Writing a scraper

court-scraper’s main goal is to serve as a framework for acquiring basic court case metadata and raw file artifacts (e.g. HTML, JSON, PDFs, etc.) for county-level courts.

These files can then be further processed in separate scripts that perform data extraction and standardization to support the needs of a given project.

We’re especially focused on platforms used by a large number of county court sites, although we expect to create “one-off” scrapers for bespoke sites when necessary.

We also anticipate situations where county-level data simply isn’t available online. Such cases will require requesting data on a regular basis (and possibly paying for it).

If you’re thinking of scraping a court site, it’s important to conduct some research to determine what data a court site provides. Some jurisdictions provide a simple search with case details readily accessible online (and easily scrapable). Others provide multiple ways of accessing case data, such as a free and open site that allows searching for case metadata, while hiding more detailed case information behind logins, CAPTCHAs, paywalls, or some combination of these barriers.

Additionally, sites typically include legal restrictions on access and use of data.

When embarking on scraping a court site, it’s important to understand their offerings and the legal restrictions surrounding use of the site and its data. Please perform your due diligence and reach out to discuss a particular site if you have questions about strategy!

Devise a scraping strategy

Before coding a new scraper, take some time to determine the best scraping strategy by interacting with and dissecting the site.
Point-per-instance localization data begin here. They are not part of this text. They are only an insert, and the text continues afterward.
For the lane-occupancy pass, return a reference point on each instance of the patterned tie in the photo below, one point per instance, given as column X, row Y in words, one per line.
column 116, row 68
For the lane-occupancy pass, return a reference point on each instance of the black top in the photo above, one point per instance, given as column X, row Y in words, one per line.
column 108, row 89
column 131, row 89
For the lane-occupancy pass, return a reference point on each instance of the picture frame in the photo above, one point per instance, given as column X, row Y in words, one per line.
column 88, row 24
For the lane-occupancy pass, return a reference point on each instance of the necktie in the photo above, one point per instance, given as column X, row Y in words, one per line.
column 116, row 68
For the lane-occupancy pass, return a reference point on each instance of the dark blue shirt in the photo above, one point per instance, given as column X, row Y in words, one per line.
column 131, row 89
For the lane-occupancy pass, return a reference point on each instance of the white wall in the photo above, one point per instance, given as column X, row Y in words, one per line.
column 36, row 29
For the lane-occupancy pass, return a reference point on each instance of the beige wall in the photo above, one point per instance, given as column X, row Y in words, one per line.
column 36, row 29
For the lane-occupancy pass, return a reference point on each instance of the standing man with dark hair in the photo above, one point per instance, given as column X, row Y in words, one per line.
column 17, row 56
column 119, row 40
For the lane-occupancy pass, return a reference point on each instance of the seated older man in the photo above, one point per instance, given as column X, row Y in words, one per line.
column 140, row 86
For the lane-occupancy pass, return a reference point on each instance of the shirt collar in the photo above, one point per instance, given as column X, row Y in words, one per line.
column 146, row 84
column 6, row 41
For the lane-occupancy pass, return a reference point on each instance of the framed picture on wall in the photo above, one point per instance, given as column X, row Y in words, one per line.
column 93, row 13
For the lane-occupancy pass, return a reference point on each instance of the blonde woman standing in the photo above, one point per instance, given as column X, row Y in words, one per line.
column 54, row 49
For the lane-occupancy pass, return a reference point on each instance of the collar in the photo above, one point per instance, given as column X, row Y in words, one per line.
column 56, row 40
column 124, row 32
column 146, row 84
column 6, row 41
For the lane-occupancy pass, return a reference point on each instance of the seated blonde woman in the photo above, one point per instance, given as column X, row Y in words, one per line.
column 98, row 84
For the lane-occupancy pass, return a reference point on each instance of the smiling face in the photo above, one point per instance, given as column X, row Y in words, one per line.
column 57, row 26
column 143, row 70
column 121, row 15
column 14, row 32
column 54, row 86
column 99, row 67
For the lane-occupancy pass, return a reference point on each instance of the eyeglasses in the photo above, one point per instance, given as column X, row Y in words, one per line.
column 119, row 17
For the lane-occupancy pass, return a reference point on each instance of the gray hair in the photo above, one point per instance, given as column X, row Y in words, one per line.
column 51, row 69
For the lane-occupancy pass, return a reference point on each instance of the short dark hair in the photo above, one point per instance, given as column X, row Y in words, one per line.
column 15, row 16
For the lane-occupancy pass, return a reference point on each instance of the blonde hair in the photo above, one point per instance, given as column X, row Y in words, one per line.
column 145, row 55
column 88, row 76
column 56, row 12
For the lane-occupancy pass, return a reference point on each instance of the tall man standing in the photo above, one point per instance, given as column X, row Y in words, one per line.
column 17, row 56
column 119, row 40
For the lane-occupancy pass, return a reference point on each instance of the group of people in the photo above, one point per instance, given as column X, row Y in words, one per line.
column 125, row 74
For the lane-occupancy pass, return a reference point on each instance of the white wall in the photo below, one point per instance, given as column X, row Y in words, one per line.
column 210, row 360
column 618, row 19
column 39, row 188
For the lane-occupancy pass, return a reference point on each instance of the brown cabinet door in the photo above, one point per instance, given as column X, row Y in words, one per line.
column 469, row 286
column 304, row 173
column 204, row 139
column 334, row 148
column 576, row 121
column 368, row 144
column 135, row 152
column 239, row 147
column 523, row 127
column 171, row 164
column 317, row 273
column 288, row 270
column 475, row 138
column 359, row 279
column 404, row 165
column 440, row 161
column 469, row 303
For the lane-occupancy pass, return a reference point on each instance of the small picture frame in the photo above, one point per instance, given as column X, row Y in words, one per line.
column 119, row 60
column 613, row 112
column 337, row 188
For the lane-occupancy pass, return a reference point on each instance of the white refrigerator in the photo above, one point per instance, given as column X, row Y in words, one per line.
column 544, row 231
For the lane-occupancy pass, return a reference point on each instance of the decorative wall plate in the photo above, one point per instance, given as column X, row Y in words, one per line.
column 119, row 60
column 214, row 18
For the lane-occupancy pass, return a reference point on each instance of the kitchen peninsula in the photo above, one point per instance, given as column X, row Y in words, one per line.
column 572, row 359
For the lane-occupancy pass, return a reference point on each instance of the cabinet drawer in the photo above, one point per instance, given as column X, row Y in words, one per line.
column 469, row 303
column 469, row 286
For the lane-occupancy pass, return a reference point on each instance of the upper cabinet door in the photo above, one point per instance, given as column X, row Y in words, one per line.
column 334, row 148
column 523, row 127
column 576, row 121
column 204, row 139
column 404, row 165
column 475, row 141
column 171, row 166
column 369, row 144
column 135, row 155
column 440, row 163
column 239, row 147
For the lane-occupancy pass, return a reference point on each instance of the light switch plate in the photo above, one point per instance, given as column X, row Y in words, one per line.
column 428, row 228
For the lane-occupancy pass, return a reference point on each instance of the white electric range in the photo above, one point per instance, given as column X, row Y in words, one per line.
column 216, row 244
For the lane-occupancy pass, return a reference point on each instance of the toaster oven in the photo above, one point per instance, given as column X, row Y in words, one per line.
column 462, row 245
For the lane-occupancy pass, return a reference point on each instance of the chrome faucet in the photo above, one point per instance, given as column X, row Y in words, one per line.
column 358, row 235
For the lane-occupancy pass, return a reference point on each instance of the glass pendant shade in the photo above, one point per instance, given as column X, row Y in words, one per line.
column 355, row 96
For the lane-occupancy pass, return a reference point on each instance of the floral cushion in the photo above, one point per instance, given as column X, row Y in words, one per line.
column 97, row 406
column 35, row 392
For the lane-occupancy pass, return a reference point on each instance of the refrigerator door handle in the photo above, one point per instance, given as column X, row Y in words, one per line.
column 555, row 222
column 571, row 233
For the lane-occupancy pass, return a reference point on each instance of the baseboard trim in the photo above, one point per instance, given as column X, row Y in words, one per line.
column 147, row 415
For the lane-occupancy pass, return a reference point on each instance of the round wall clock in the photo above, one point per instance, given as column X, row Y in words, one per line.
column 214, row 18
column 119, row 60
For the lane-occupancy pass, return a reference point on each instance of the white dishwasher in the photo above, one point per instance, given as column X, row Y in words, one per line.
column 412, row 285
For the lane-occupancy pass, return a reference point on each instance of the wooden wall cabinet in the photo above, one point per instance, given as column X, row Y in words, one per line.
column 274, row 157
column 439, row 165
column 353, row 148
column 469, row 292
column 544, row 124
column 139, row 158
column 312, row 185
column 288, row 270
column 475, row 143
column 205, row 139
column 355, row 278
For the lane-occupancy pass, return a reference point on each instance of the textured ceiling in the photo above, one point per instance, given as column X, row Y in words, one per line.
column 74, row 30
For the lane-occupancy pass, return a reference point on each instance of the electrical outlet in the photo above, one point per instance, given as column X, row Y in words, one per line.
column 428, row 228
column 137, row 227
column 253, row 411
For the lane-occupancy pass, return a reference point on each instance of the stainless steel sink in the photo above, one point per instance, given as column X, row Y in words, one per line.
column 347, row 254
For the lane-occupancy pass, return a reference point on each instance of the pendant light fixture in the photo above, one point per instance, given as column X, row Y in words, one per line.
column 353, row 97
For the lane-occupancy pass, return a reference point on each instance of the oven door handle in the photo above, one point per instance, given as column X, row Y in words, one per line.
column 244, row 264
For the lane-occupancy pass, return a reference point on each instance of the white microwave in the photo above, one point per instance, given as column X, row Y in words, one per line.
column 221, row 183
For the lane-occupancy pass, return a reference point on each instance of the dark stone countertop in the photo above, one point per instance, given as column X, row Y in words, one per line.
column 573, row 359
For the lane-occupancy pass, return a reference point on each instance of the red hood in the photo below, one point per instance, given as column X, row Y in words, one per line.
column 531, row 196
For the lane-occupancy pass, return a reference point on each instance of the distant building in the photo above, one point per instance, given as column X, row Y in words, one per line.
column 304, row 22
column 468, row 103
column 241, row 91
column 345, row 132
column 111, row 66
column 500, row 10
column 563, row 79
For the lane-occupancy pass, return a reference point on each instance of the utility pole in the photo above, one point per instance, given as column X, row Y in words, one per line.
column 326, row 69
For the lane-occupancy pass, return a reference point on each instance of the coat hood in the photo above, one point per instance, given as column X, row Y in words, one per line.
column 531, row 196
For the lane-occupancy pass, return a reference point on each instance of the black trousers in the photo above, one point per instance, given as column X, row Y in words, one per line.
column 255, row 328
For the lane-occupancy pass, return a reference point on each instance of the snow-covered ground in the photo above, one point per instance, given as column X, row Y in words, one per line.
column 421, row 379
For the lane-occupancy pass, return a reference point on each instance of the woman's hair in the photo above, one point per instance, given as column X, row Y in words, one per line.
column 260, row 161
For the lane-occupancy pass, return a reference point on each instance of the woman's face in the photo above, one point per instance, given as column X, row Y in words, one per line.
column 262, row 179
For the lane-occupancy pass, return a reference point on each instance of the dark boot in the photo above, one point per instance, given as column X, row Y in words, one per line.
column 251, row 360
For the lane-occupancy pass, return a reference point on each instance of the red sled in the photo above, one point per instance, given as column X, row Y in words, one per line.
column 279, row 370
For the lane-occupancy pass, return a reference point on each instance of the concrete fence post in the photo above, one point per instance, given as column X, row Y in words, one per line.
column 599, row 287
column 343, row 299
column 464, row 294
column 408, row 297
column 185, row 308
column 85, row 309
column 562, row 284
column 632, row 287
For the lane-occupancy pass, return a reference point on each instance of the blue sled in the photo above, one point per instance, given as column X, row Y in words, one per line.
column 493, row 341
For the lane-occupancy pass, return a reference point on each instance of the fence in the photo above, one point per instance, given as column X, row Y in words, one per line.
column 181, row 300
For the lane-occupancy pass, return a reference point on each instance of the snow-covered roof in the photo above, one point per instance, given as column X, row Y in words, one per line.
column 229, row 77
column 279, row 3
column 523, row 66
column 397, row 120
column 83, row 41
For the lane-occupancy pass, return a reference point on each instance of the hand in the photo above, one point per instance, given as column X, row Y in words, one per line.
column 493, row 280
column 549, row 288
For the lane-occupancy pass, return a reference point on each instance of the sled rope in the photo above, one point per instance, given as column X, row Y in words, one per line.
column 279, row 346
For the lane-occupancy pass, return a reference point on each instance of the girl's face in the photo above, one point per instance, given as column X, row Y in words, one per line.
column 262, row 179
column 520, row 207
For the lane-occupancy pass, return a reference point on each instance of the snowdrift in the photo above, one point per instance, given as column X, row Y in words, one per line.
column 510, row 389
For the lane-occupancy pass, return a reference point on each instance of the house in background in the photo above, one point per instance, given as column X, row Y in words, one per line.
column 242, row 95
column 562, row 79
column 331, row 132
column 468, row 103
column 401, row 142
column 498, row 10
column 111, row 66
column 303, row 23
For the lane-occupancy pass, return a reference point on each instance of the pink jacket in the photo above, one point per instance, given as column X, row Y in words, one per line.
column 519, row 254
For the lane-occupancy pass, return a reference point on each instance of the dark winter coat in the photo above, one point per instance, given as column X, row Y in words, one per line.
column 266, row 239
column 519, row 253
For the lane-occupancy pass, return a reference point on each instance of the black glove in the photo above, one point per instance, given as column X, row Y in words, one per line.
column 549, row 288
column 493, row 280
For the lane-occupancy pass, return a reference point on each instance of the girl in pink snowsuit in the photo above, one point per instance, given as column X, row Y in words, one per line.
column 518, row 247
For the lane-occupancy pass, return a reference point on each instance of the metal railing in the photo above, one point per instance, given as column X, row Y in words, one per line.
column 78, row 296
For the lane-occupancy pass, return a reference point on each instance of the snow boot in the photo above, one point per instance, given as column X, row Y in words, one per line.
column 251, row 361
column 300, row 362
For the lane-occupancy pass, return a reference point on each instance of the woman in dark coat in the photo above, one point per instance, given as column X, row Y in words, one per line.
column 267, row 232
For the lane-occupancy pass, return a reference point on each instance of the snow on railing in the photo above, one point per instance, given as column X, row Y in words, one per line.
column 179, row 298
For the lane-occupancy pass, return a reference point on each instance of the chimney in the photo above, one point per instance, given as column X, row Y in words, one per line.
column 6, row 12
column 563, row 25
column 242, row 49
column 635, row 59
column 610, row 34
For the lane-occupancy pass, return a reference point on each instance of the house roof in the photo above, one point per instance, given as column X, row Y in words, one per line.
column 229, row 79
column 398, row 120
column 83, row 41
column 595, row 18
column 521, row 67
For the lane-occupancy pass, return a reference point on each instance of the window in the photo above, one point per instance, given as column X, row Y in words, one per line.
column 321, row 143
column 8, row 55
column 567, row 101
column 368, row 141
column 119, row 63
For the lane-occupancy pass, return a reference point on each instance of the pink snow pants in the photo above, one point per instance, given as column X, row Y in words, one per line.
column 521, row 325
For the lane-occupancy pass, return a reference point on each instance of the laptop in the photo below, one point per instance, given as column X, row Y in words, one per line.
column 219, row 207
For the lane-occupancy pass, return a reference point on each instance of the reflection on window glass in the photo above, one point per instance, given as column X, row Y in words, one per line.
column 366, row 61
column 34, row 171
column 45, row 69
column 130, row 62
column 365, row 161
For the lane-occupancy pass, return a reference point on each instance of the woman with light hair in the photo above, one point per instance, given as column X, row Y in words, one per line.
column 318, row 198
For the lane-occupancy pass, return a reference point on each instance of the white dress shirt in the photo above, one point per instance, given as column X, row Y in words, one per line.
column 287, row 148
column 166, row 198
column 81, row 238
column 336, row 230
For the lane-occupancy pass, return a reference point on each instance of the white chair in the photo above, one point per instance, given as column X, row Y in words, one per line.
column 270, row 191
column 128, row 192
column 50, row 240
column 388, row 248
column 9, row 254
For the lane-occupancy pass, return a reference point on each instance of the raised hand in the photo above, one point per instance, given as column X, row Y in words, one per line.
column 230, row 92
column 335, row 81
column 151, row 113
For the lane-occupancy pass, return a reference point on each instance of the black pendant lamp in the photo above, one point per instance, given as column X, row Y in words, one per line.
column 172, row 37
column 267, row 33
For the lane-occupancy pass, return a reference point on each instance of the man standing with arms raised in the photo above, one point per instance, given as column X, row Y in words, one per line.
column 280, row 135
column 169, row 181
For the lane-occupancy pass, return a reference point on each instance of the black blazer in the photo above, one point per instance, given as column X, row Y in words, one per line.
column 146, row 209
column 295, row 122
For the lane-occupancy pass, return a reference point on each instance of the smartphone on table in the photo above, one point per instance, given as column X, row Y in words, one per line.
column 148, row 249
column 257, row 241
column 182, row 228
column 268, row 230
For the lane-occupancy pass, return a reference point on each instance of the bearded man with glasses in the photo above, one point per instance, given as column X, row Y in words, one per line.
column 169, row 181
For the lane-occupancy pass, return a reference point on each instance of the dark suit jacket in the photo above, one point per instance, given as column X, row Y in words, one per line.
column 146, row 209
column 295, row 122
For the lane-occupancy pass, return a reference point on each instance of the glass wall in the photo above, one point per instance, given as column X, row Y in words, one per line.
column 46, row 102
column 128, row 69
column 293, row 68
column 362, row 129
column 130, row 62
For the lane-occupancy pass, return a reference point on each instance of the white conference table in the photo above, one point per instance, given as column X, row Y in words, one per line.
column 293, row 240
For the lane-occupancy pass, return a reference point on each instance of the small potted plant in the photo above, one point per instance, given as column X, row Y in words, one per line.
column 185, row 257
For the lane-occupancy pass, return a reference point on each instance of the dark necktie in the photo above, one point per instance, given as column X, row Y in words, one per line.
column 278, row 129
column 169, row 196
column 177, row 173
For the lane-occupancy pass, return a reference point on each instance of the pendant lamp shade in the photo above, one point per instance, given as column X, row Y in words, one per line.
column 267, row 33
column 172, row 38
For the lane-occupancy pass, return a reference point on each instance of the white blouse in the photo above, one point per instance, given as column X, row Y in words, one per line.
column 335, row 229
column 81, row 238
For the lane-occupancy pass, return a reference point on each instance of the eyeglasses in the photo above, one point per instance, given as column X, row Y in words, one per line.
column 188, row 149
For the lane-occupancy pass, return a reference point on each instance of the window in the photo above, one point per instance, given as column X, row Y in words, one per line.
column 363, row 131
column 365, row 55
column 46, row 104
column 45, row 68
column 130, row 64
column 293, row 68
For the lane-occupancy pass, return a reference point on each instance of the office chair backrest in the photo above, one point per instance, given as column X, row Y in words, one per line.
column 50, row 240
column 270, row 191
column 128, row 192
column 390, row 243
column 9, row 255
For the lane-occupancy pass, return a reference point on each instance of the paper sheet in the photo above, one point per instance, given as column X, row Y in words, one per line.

Whenever possible, we favor scrapers that gather data using basic HTTP GET or POST calls using the Python requests library. Sites that are heavy on dynamically generated content and pose other challenges may require browser automation via Selenium. Such cases are unavoidable, although often you may find it’s possible to use a combination of both scraping strategies to optimize the speed of the scraper. For example, the Wisconsin scraper uses both libraries to achieve faster scrapes while handling (and minimizing the cost) of CAPTCHAs.

Code a scraper

Add a Site class

Note

Check out the docs for getting started on code contributions for details on setting up a fork for local development.

The main task involved in contributing a scraper is creating a Site class that provides a search method capable of scraping one or more case numbers.

For courts that offer date-based search, Site should also have a search_by_date method. If the date search can be filtered by one or more case types, the method should include support for this filter as well.

Lastly, sites that require login should have a login method.

These methods should have standard signatures in order to support automated scraping and for integration with court-scraper’s commnand-line tool.

Below is a simplified example of a scraper for an imaginary platform called Court Whiz. Each method notes its expectations, and we use type annotations to signal expected return values:

# court_scraper/platforms/court_whiz/site.py

from typing import List
from court_scraper.case_info import CaseInfo

class Site:

    def __init__(self, place_id):
        self.place_id = place_id
        self.url = "https://court-whiz.com"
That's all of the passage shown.